Black bears, he noted, are probably searching for food in the bird feeders and garbage bins of messy urban areas because the summertime drought left them with fewer berries and nuts in the forests.

“If nothing else, it certainly supports the stereotype that Canada is a nature wonderland,” Brown said.

“It is a bit of a novelty for most of us to see these large specimens — a bear or a moose — wander into our urban areas. But we know that they’re out there living next door to us.”

So far, ByWard Bear’s adventure has created the biggest stir.

Moore, who’s been on the job 33 years, said he’s heard of bears showing up in all sorts of strange places, but never among the restaurants and bars in the Market.

When he arrived on the scene, the 75-kilogram juvenile male was about nine metres off the ground, up a tree, and surrounded by police.

Moore shot the animal with tranquilizer darts as conservation officers held out a huge net near the ground.

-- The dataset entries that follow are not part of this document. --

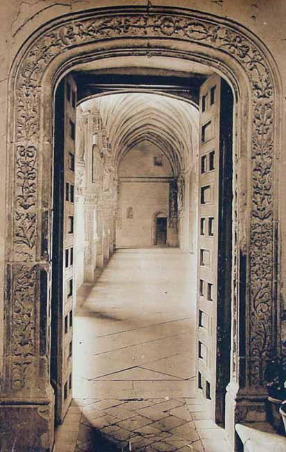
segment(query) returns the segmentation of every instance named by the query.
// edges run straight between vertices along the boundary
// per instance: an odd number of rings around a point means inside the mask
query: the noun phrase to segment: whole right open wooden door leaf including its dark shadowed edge
[[[217,75],[200,92],[196,383],[224,423],[230,370],[233,94]]]

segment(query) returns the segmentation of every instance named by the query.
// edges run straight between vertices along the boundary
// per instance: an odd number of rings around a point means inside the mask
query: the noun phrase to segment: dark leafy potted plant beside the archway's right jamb
[[[285,435],[283,418],[279,409],[283,401],[286,401],[286,356],[275,356],[267,362],[265,380],[268,393],[267,418],[278,433]]]

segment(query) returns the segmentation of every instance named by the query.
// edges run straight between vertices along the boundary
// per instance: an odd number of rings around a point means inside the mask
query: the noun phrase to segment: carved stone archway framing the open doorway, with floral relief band
[[[101,8],[42,26],[19,51],[10,76],[0,408],[1,425],[8,433],[3,451],[11,449],[9,442],[15,428],[19,434],[26,410],[31,420],[25,424],[27,450],[47,451],[53,437],[49,385],[53,92],[77,62],[121,55],[196,60],[211,65],[233,87],[237,138],[233,349],[226,406],[230,433],[234,422],[248,419],[251,410],[264,410],[265,360],[279,347],[280,338],[274,245],[280,85],[274,61],[255,36],[226,19],[179,8]]]

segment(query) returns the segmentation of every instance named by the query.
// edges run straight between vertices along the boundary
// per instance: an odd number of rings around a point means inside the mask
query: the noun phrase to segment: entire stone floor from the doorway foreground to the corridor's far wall
[[[117,250],[81,288],[74,400],[56,452],[229,452],[194,388],[194,257]]]

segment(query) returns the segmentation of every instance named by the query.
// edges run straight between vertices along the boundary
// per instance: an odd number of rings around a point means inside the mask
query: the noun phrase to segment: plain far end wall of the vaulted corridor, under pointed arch
[[[173,178],[173,171],[168,158],[150,141],[142,141],[124,157],[118,174],[116,245],[153,246],[156,214],[164,212],[169,218],[168,179]]]

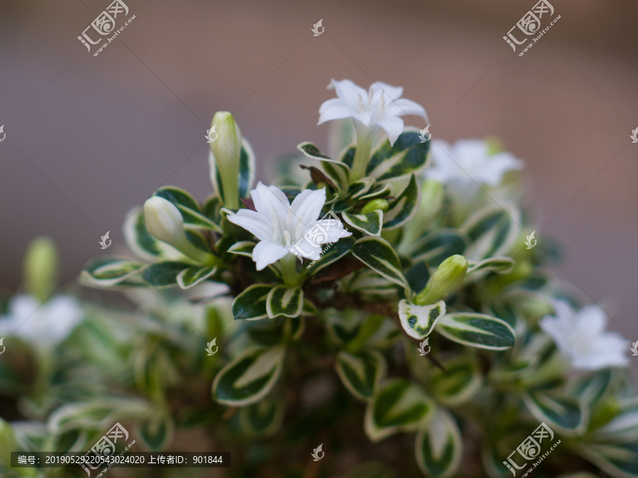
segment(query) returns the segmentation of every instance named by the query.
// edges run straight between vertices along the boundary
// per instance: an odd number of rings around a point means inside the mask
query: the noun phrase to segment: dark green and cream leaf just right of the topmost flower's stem
[[[393,146],[386,140],[373,152],[366,176],[384,181],[418,173],[427,166],[428,152],[430,142],[420,142],[419,133],[408,127],[399,135]]]

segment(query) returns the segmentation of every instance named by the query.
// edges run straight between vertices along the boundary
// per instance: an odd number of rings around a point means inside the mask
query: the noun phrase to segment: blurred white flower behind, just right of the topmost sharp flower
[[[481,140],[459,140],[452,145],[433,140],[432,166],[425,175],[443,184],[474,189],[476,184],[498,186],[503,174],[523,165],[508,152],[489,154],[488,144]]]

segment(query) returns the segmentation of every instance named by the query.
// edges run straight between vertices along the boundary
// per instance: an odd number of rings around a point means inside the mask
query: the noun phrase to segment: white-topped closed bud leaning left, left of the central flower
[[[184,219],[179,209],[169,200],[153,196],[144,203],[144,221],[146,230],[178,251],[186,254],[198,263],[213,263],[215,258],[201,249],[196,248],[186,239]]]

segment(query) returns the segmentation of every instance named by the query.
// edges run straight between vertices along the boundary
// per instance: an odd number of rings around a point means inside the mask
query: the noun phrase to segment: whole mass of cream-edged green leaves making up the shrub
[[[387,471],[364,467],[349,477],[408,476],[415,466],[430,477],[476,476],[477,467],[505,477],[508,455],[544,422],[561,445],[539,476],[600,469],[638,477],[638,401],[622,372],[571,377],[559,365],[538,321],[553,298],[578,297],[542,268],[543,246],[525,249],[514,201],[477,201],[459,222],[453,198],[422,178],[430,142],[410,129],[393,145],[376,144],[357,181],[353,144],[335,159],[310,143],[299,149],[310,176],[303,189],[326,188],[322,214],[334,212],[352,236],[296,266],[291,284],[281,263],[256,270],[256,241],[228,220],[218,171],[218,193],[203,204],[160,188],[155,195],[177,207],[191,246],[212,259],[159,241],[136,210],[125,236],[140,261],[101,258],[82,282],[133,291],[139,309],[94,307],[41,377],[57,387],[26,395],[46,427],[14,427],[18,448],[84,449],[111,422],[130,420],[150,450],[169,449],[176,429],[203,428],[218,450],[242,457],[234,472],[252,476],[301,476],[298,463],[307,465],[319,443],[334,476],[343,463],[333,456],[365,435],[394,440],[395,453],[378,457]],[[244,141],[237,191],[248,209],[253,170]],[[293,200],[302,188],[281,190]],[[222,284],[221,295],[195,301]],[[219,352],[207,356],[214,337]],[[6,387],[25,393],[20,377],[0,372]],[[332,376],[342,389],[331,388]]]

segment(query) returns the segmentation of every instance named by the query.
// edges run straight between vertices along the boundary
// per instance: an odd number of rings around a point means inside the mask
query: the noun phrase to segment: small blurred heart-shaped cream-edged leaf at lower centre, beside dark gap
[[[386,374],[386,360],[371,349],[352,355],[345,351],[337,354],[337,375],[350,393],[361,400],[371,399],[378,389],[379,380]]]

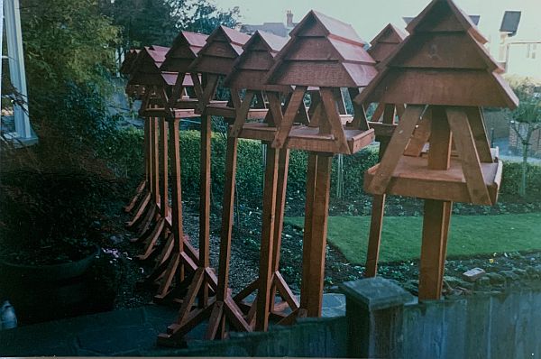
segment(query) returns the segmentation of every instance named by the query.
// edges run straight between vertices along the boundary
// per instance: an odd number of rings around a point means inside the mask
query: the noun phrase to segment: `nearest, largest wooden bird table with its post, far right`
[[[407,105],[364,187],[426,199],[419,298],[434,299],[441,295],[452,202],[493,205],[498,196],[502,164],[491,153],[480,107],[514,108],[518,98],[453,1],[434,0],[407,30],[355,101]]]

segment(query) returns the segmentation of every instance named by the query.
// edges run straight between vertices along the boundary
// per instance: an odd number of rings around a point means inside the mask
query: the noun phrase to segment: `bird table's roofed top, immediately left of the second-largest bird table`
[[[225,86],[231,89],[232,96],[237,96],[239,90],[246,90],[243,100],[239,97],[241,107],[236,114],[230,135],[263,141],[274,139],[276,124],[273,118],[281,117],[282,97],[290,95],[293,88],[268,85],[265,78],[274,64],[276,55],[287,41],[288,39],[269,32],[258,31],[244,44],[243,54],[235,60],[233,70],[225,78]],[[250,114],[251,111],[253,113],[256,109],[266,108],[269,108],[269,111],[260,114],[261,118],[264,117],[263,123],[246,124],[247,118],[255,118],[255,114]],[[280,114],[272,115],[276,111]]]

They braced for the impact of a falling bear — but the groggy mammal stayed on its perch.

One of Moore’s colleagues climbed a ladder set up by the fire department. The officer tied a rope around the bear’s front paws and they carefully extracted the animal from the tree.

“We had two shots before we put him to sleep and even then he didn’t fall completely asleep — so we had to be pretty fast to put him inside the cage,” said Moore, whose team later released it back into the wild.

While it’s been a busy stretch, Moore said the activity is still far quieter than the fall of 1995 when authorities removed 160 bears from the region, mostly on the Quebec side.

“It was just incredible — there were black bears all over the place,” he said.

Over the years, Moore can’t recall hearing about any bear attacks in the region. Black bears, he added, don’t really pose a threat to humans as long as people leave them alone.

But he stressed there are rules to follow when you encounter a bear.

“People take selfies with black bears and we don’t like that,” he said. “People, when they take selfies, they turn their backs to the bear, which is not a good idea. That’s why try to get them out of there as soon as possible.”